As a matter of fact, I can’t seem to get anything logged to /log/error.log either. Any idea why all 404 errors are being logged in access.log instead of the specified error.log?

4xx responses indicate client errors. The server received and responded to the request as expected (although with 404, for example, it obviously did not find what the client requested, so it appears the client made a mistaken request).

5xx responses indicate server errors and the actual generated errors should be logged in the error logs.

edit: I’m incorrect and >=400 should be logged as indicated (according to the errors docs).

Does /log/site-error.log exist and is it writable by Caddy?

It does indeed exist and should have appropriate permissions:

drwxrwxr-x 4.0K Jan  5 19:45 ./
drwx------ 4.0K Jan  5 19:40 ../
-rw-rw-r-- 4.4K Jan  5 19:51 site-access.log
-rw-rw-r--    0 Jan  5 19:45 site-error.log
-rw-rw-r--    0 Jan  5 19:45 site-forbidden.log

I’m rather perplexed by this behavior.
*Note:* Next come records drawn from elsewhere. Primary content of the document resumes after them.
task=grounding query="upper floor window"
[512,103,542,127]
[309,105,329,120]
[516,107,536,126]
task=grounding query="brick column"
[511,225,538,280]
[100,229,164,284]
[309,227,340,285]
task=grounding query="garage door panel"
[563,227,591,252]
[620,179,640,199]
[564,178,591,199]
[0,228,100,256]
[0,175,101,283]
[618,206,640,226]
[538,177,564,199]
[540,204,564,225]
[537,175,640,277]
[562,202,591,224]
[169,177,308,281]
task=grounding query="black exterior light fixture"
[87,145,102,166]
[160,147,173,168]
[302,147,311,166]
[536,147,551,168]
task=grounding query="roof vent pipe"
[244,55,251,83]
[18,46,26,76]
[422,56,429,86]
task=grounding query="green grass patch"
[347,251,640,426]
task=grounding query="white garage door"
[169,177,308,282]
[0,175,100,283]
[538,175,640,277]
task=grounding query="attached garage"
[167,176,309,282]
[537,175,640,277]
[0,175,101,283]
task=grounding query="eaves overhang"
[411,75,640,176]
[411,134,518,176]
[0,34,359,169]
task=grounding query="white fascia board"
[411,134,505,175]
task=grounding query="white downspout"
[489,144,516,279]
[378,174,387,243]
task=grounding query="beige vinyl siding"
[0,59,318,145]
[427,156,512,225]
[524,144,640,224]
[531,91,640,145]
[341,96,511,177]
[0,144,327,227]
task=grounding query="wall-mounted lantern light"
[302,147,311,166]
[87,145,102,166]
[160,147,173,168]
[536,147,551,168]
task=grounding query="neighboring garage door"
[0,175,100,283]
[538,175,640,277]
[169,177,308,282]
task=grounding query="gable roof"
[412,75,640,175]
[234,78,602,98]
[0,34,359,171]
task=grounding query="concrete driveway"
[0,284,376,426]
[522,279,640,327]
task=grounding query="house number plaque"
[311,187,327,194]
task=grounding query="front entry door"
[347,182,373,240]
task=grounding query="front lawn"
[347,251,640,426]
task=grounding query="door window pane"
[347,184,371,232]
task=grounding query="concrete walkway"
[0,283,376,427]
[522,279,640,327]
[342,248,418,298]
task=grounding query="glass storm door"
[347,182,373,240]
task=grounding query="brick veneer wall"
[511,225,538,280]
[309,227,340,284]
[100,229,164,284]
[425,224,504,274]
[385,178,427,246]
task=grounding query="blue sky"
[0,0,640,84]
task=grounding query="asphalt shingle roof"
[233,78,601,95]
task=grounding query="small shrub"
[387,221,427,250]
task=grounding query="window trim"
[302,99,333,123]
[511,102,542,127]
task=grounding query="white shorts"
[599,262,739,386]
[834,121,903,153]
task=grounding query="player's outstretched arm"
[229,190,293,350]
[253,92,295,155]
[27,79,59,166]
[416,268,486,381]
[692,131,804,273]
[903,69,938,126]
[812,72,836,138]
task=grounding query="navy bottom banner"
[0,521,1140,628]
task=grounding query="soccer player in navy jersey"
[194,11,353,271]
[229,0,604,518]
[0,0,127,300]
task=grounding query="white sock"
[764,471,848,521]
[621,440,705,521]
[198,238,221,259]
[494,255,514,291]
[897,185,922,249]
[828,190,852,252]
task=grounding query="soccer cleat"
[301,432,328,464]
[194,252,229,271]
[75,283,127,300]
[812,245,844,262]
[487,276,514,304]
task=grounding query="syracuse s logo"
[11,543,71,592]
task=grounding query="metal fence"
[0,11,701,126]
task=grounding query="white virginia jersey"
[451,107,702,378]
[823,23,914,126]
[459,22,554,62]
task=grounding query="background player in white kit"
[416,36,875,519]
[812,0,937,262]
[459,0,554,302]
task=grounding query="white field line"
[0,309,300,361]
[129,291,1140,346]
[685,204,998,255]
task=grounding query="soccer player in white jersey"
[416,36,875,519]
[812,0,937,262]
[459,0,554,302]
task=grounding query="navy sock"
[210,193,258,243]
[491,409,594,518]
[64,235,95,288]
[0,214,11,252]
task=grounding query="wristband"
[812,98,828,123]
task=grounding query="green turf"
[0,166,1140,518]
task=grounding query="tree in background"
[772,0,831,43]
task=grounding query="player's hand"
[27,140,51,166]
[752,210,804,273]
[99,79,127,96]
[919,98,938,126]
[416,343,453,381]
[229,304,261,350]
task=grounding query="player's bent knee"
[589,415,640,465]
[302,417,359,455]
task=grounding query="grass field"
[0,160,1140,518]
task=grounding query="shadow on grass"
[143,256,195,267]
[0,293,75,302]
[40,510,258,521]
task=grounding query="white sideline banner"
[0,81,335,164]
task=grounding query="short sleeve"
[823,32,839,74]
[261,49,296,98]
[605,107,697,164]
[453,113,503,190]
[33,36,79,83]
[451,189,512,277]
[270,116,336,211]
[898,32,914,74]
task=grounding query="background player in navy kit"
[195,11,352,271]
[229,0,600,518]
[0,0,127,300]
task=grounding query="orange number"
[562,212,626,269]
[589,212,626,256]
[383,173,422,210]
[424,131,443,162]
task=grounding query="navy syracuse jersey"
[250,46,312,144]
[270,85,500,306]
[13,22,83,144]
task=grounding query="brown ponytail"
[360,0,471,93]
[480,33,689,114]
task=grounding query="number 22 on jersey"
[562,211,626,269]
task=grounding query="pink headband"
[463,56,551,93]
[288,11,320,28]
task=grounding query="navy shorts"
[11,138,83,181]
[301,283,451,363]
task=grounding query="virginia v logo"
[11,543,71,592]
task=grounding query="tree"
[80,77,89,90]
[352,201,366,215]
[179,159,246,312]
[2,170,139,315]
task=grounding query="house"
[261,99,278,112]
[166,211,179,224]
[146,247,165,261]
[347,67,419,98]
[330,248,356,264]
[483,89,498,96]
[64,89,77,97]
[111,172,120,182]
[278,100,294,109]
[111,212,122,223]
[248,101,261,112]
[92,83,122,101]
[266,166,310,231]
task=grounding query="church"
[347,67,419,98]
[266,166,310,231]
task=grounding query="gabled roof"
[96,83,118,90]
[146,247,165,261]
Any suggestions?

And the ownership of site-error.log is identical to site-access.log?

I don’t think it should be a cause of issue, but what about ownership of ./?
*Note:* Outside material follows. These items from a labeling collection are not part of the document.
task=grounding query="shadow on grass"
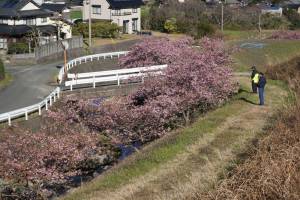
[238,88,252,94]
[239,97,259,105]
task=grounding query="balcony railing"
[111,12,132,16]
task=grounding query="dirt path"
[62,78,287,200]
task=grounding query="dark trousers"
[251,81,257,93]
[258,87,265,105]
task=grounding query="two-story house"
[83,0,144,34]
[0,0,72,49]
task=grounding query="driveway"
[0,40,138,114]
[0,62,61,113]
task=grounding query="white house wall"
[21,2,39,10]
[7,17,51,26]
[82,0,111,20]
[83,0,141,34]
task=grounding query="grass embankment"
[233,40,300,72]
[64,78,288,200]
[204,58,300,200]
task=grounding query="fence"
[65,65,167,91]
[0,51,138,126]
[58,51,129,83]
[0,51,167,126]
[0,87,60,126]
[34,36,83,60]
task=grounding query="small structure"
[0,0,72,50]
[83,0,144,34]
[261,5,282,16]
[282,0,300,14]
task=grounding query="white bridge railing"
[0,51,128,126]
[0,51,167,126]
[65,65,167,91]
[58,51,129,83]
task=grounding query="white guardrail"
[0,51,167,126]
[65,65,167,91]
[0,51,128,126]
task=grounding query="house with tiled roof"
[83,0,144,34]
[0,0,72,49]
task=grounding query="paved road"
[0,62,60,113]
[0,41,137,114]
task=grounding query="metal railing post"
[39,105,42,115]
[45,99,48,110]
[8,114,11,126]
[93,76,96,88]
[50,96,52,106]
[25,109,28,121]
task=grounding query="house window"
[132,18,138,32]
[26,19,36,26]
[0,38,7,49]
[92,5,101,15]
[41,17,47,23]
[0,19,8,24]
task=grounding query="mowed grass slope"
[63,78,288,200]
[230,40,300,71]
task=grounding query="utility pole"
[86,0,92,48]
[221,2,224,33]
[258,14,261,33]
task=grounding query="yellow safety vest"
[252,73,259,84]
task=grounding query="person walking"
[257,72,267,106]
[251,66,259,93]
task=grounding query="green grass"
[70,10,82,19]
[223,30,273,41]
[64,103,246,200]
[0,73,13,90]
[233,40,300,72]
[64,77,284,200]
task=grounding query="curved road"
[0,40,137,114]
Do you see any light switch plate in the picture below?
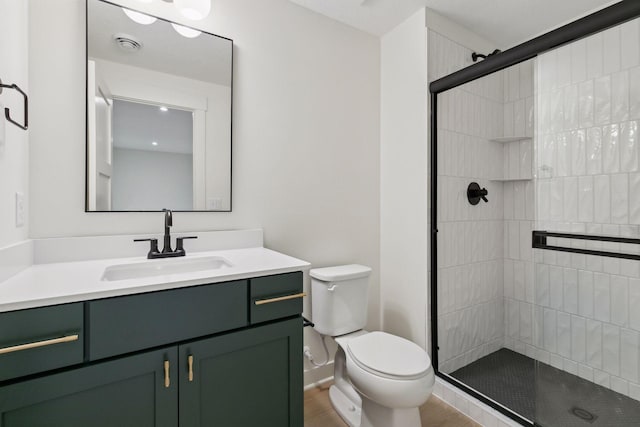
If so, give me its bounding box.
[16,191,25,227]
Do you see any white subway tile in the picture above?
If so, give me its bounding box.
[564,268,578,314]
[611,71,630,122]
[587,319,602,369]
[602,124,620,174]
[611,174,629,224]
[587,128,602,175]
[620,329,640,383]
[620,121,640,172]
[549,265,564,310]
[593,273,611,322]
[578,270,594,318]
[563,176,578,222]
[593,75,611,125]
[544,308,556,353]
[629,173,640,224]
[629,67,640,120]
[620,19,640,70]
[611,276,629,326]
[578,80,594,128]
[571,316,587,362]
[586,33,604,79]
[602,26,620,74]
[570,39,587,83]
[602,323,620,375]
[558,311,571,358]
[629,279,640,331]
[593,175,611,223]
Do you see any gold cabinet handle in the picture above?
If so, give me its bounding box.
[0,334,80,354]
[164,360,171,388]
[187,355,193,382]
[254,292,307,305]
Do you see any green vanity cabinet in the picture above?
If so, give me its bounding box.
[0,272,303,427]
[179,318,303,427]
[0,347,178,427]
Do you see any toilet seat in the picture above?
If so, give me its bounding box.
[346,331,431,380]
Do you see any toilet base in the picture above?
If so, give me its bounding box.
[329,385,362,427]
[360,396,422,427]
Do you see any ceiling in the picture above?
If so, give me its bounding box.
[290,0,616,48]
[88,0,232,86]
[113,99,193,154]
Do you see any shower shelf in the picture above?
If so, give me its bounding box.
[489,136,533,144]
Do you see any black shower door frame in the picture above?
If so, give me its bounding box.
[429,0,640,426]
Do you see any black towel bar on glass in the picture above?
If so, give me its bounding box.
[531,230,640,261]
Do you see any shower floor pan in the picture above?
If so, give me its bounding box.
[451,348,640,427]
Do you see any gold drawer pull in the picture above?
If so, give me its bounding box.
[187,355,193,382]
[164,360,171,388]
[0,334,80,354]
[254,292,307,305]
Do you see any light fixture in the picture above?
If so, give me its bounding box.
[171,23,202,39]
[173,0,211,21]
[122,7,157,25]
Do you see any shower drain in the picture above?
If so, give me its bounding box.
[569,406,598,423]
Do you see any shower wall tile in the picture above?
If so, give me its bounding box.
[620,20,640,70]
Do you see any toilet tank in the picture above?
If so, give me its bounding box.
[309,264,371,337]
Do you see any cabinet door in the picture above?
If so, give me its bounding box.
[179,317,303,427]
[0,347,178,427]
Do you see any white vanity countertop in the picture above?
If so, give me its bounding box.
[0,247,310,312]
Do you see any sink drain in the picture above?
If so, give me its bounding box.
[569,406,598,423]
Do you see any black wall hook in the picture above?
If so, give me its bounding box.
[467,182,489,206]
[0,80,29,130]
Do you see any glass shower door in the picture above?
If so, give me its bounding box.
[531,19,640,427]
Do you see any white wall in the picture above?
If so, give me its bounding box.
[0,0,29,247]
[380,10,429,349]
[29,0,380,388]
[111,148,193,211]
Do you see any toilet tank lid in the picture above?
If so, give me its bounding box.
[309,264,371,282]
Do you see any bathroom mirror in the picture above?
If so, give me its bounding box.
[86,0,233,212]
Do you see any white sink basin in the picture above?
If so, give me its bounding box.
[100,256,232,282]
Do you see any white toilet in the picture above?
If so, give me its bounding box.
[309,264,435,427]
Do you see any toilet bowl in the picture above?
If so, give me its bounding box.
[310,265,435,427]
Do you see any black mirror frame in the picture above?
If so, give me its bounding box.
[84,0,235,213]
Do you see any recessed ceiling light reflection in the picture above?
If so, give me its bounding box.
[122,7,157,25]
[171,23,202,39]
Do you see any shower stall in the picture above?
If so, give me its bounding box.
[429,1,640,427]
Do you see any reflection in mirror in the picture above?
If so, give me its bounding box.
[86,0,233,211]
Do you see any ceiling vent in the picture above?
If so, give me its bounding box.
[113,33,142,52]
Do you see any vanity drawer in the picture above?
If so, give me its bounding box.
[88,280,248,360]
[0,303,84,381]
[249,271,303,323]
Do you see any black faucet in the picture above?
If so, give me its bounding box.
[162,209,173,254]
[134,209,198,259]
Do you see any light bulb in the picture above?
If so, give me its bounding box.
[171,23,202,39]
[173,0,211,21]
[122,7,157,25]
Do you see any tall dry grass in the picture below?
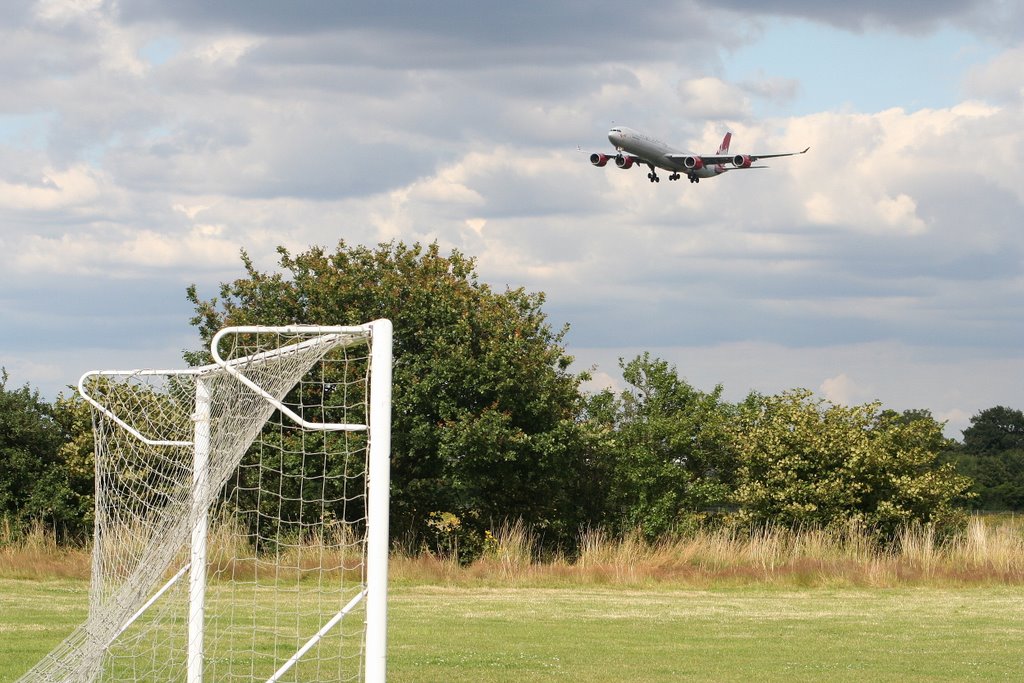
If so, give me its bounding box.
[6,516,1024,587]
[0,517,92,579]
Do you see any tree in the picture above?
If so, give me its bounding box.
[0,370,92,539]
[589,353,733,537]
[187,242,587,542]
[964,405,1024,456]
[952,405,1024,510]
[734,390,970,537]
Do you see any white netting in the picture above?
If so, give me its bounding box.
[24,326,386,681]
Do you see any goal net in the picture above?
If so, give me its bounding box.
[22,321,391,683]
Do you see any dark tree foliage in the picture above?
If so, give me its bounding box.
[0,371,92,540]
[951,405,1024,511]
[187,242,588,543]
[588,353,735,538]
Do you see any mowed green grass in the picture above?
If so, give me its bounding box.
[6,580,1024,681]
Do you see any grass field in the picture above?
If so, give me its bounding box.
[6,579,1024,682]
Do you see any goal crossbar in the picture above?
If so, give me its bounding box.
[19,319,392,683]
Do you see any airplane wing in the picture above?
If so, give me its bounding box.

Maybe try with a simplified Caddyfile - put up a test site at localhost with errors /log/site-error-test.log, make some bad requests to it, and see what it puts out.
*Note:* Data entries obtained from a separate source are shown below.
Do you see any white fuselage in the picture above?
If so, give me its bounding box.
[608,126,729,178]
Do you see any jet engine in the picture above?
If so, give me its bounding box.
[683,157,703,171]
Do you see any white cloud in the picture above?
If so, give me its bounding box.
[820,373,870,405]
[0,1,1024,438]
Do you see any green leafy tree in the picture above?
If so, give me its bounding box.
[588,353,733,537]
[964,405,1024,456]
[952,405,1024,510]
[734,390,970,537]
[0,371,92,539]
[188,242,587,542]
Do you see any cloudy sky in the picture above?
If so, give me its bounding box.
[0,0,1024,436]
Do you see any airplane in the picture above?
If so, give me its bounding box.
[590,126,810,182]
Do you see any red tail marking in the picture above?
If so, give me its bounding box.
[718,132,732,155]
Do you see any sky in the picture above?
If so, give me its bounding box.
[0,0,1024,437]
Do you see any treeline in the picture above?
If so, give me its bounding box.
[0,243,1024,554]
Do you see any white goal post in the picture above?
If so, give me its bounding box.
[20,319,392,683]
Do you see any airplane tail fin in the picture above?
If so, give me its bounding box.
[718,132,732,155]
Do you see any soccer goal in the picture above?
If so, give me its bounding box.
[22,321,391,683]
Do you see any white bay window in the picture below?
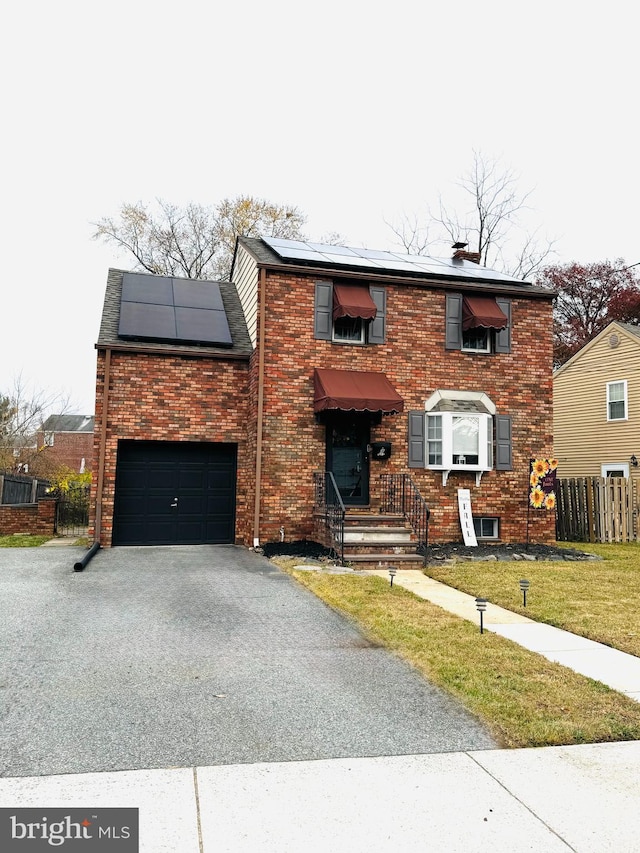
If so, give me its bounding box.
[408,390,512,485]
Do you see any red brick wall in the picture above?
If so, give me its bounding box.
[92,271,554,547]
[90,350,255,547]
[252,272,555,542]
[0,498,56,536]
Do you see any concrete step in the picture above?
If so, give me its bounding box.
[344,540,417,557]
[344,510,405,527]
[344,552,424,570]
[344,527,413,542]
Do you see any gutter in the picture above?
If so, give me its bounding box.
[93,347,111,547]
[253,269,267,548]
[73,347,111,572]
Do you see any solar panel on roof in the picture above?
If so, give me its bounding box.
[118,273,233,346]
[262,237,527,285]
[176,308,232,346]
[122,273,173,305]
[173,278,224,311]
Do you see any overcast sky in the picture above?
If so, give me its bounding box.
[0,0,640,414]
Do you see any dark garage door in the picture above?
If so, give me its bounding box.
[113,441,237,545]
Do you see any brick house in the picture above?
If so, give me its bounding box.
[94,237,554,559]
[36,415,95,473]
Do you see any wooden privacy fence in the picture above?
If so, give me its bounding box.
[556,477,637,542]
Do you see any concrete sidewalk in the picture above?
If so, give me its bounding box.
[0,742,640,853]
[368,569,640,702]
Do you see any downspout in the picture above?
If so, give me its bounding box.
[253,269,267,548]
[93,347,111,543]
[73,347,111,572]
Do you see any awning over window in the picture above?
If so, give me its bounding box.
[313,367,404,413]
[462,296,509,332]
[333,284,376,320]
I tried this out myself… Caddy version 0.9.4 on Ubuntu 14.04

whitestrake at endymion in ~
→ printf ":2015\nerrors error.log\nlog access.log" | caddy -conf stdin &
[1] 3033 3034
Activating privacy features... done.
http://:2015

whitestrake at endymion in ~
→ l
total 4.0K
drwxrwxr-x 3 whitestrake whitestrake 4.0K Jul 25 00:56 ~
-rw-r--r-- 1 whitestrake whitestrake    0 Jan  6 04:10 access.log
-rw-r--r-- 1 whitestrake whitestrake    0 Jan  6 04:10 error.log

whitestrake at endymion in ~
→ curl localhost:2015/badrequest
404 Not Found

whitestrake at endymion in ~
→ l
total 8.0K
drwxrwxr-x 3 whitestrake whitestrake 4.0K Jul 25 00:56 ~
-rw-r--r-- 1 whitestrake whitestrake   70 Jan  6 04:12 access.log
-rw-r--r-- 1 whitestrake whitestrake    0 Jan  6 04:12 error.log

Seems like Caddy is not logging 404s to error.log. However it did log a 502:

whitestrake at endymion in ~
→ printf ":2015\nerrors error.log\nlog access.log\nproxy / badproxy:9999" | caddy -conf stdin &
[1] 3204 3205
Activating privacy features... done.
http://:2015

whitestrake at endymion in ~
→ curl localhost:2015/stuff
502 Bad Gateway

whitestrake at endymion in ~
→ l
total 12K
drwxrwxr-x 3 whitestrake whitestrake 4.0K Jul 25 00:56 ~
-rw-r--r-- 1 whitestrake whitestrake  140 Jan  6 04:20 access.log
-rw-r--r-- 1 whitestrake whitestrake  103 Jan  6 04:20 error.log

whitestrake at endymion in ~
→ cat error.log
06/Jan/2017:04:20:02 +0000 [ERROR 502 /stuff] dial tcp: lookup badproxy on 172.31.0.2:53: no such host

The error log won’t log 404s because those are bad requests, not errors in the server. If you look in the access log, the 404 will (should!) be there.

That’s exactly what I thought further up this thread, but the docs specify >=400. Shall we update the docs to specify >=500 instead?

Incidentally, the access log is functioning as expected and includes the 4xx responses.

Oops. I can see why that’s confusing.

It’s actually more complicated than just status codes. Each HTTP handler (middleware) returns two values: a status code integer and an error value: httpserver package - github.com/mholt/caddy/caddyhttp/httpserver - pkg.go.dev - if an error value is returned the errors middleware logs it. It doesn’t actually care what the status code is. Generally, middleware should NOT return an error value unless it is a 5xx error, but I suppose in some cases there are 4xx errors where a server operator might want an error message in the log (other than just “Not found” or something like that – something more useful that doesn’t get shown publicly).

The log middleware (access log) just logs requests, but it actually shouldn’t care what the response code is. It should just log it anyway. Does the access log not have those in there?

1 Like

Don’t know about @justin, but I’m not seeing any issues with the access logs at all, it’s working fine. The errors log just doesn’t seem to mesh up with how it’s described in the errors directive documentation on caddyserver.com.

I’ll remember to update and clarify those docs with the new site then.

1 Like

This topic was automatically closed 90 days after the last reply. New replies are no longer allowed.